До этого дня я носил бороду и усы, а волосы на голове коротко стриг. Мне не приходило в голову, что я могу иметь другой вид. И вдруг, в тот день, когда в первый раз я лег голым на скале, борода мне помешала; это было как бы последней одеждой, которой я не мог снять; она казалась мне фальшивой; она была тщательно подстрижена не клинышком, а квадратно, и внезапно мне показалась неприятной и смешной. Вернувшись к себе в гостиницу, я посмотрелся в зеркало и не понравился себе; у меня был вид того, кем я был до сих пор, — археографа. Сразу после завтрака я спустился в Амальфи с готовым решением. Город очень невелик; мне пришлось удовольствоваться дрянной цирюльней. Был базарный день; помещение было полно народу; мне пришлось бесконечно долго ждать; но ничто, ни сомнительная бритва, ни желтая кисточка, ни скверный запах, ни болтовня цирюльника — ничто не могло заставить меня отступить. Когда я почувствовал, как под ножницами падает моя борода, мне показалось, что я снимаю маску. И все же, когда я потом увидел себя, чувство, охватившее меня, еле сдерживаемое, было не радостью, а страхом. Я не объясняю этого чувства, я констатирую его. Я нашел свои черты довольно красивыми… нет, страх происходил от того, что мне казалось, будто моя голая душа видна всем, и от того, что она вдруг показалась мне страшной.
Зато я отпустил волосы на голове.
Вот все, что мое новое, еще праздное существо могло совершить. Я думал, что из него родятся удивительные для меня самого поступки; но это попозже, говорил я себе, попозже, когда мое существо станет более полным. Принужденный жить в ожидании, я как Декарт, придерживался предварительного образа действий. Таким образом, Марселина могла еще ошибиться. Правда, мой изменившийся взгляд и особенно в тот день, когда я появился без бороды, новое выражение моего лица способны были обеспокоить ее, но она уже слишком меня любила, чтобы как следует меня видеть; к тому же я успокоил ее, как мог. Необходимо было, чтобы она не мешала моему возрождению; чтобы скрыть его от ее глаз, надо было притворяться.
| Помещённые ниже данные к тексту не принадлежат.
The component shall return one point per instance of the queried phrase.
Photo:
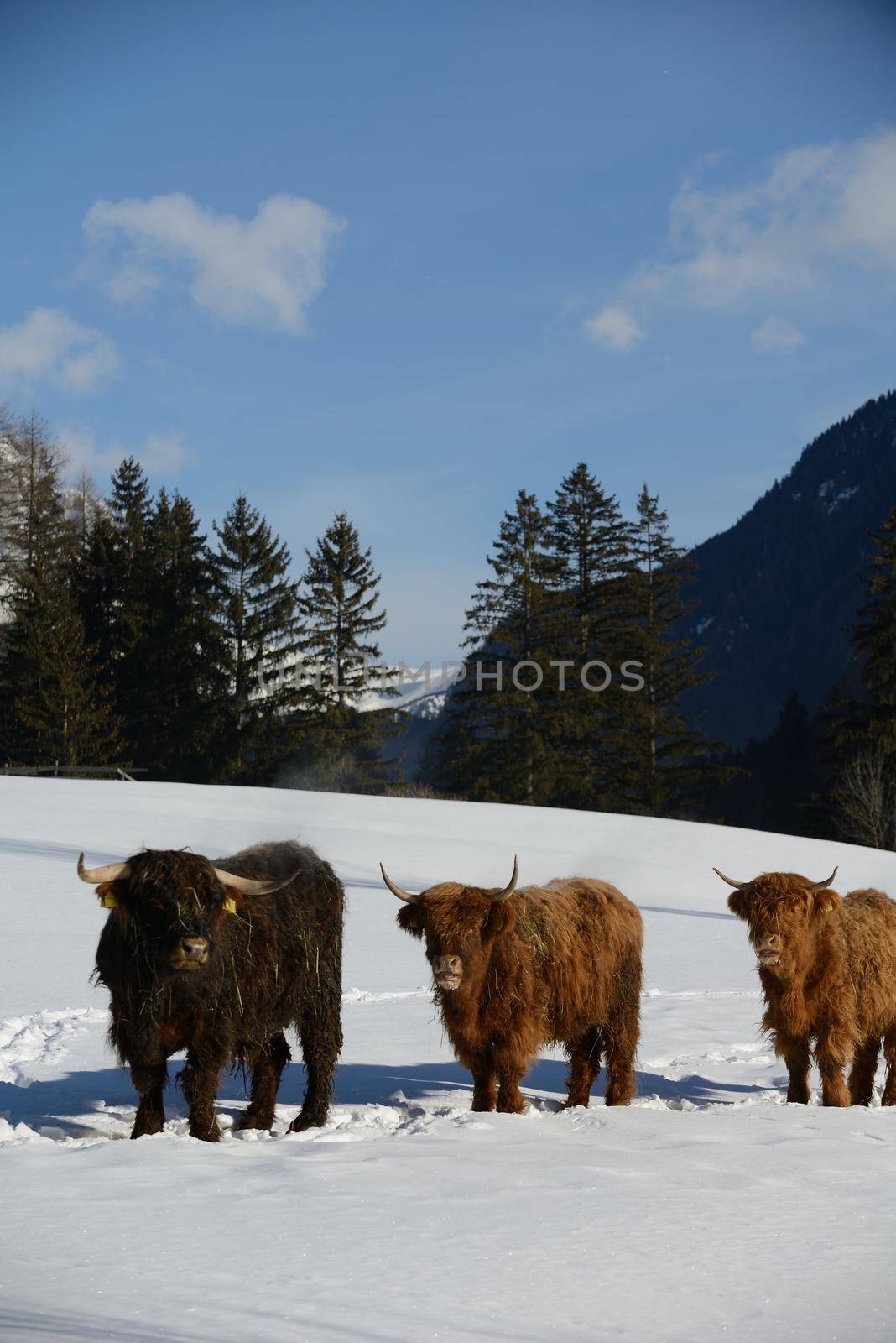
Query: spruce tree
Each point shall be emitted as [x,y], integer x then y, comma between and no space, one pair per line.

Ведь тот, кого Марселина любила, тот, за кого она вышла замуж, это было не мое "новое существо". И я повторял себе это, чтобы заставить себя скрываться. Таким образом, я отдавал ей только свой образ, который становился изо дня в день тем лживее, чем более он был неизменен и верен прошлому.
Итак, пока что мои отношения с Марселиной оставались прежними, хотя с каждым днем все более взволнованными, потому что росла любовь. Даже мой обман (если можно назвать обманом потребность охранять мою душу от ее суда), даже мой обман усиливал нашу любовь. Я хочу сказать, что благодаря этой игре я непрерывно думал о Марселине. Быть может, эта необходимость лжи меня слегка тяготила; но я быстро пришел к убеждению, что худшие на свете вещи (ложь, например, не говоря о другом) трудны только до тех пор, пока их делаешь, но что каждая из них, и очень скоро, становится удобной, приятной, легкой к повторению и скоро совсем естественной. Как во всякой вещи, первоначальное отвращение к которой побеждено, я кончил тем, что стал находить удовольствие в самом этом обмане, увлекаться им, как игрой моих, еще неведомых мне, способностей. И с каждым днем я продвигался, в моей все более богатой и полной жизни, к более сладостному счастью.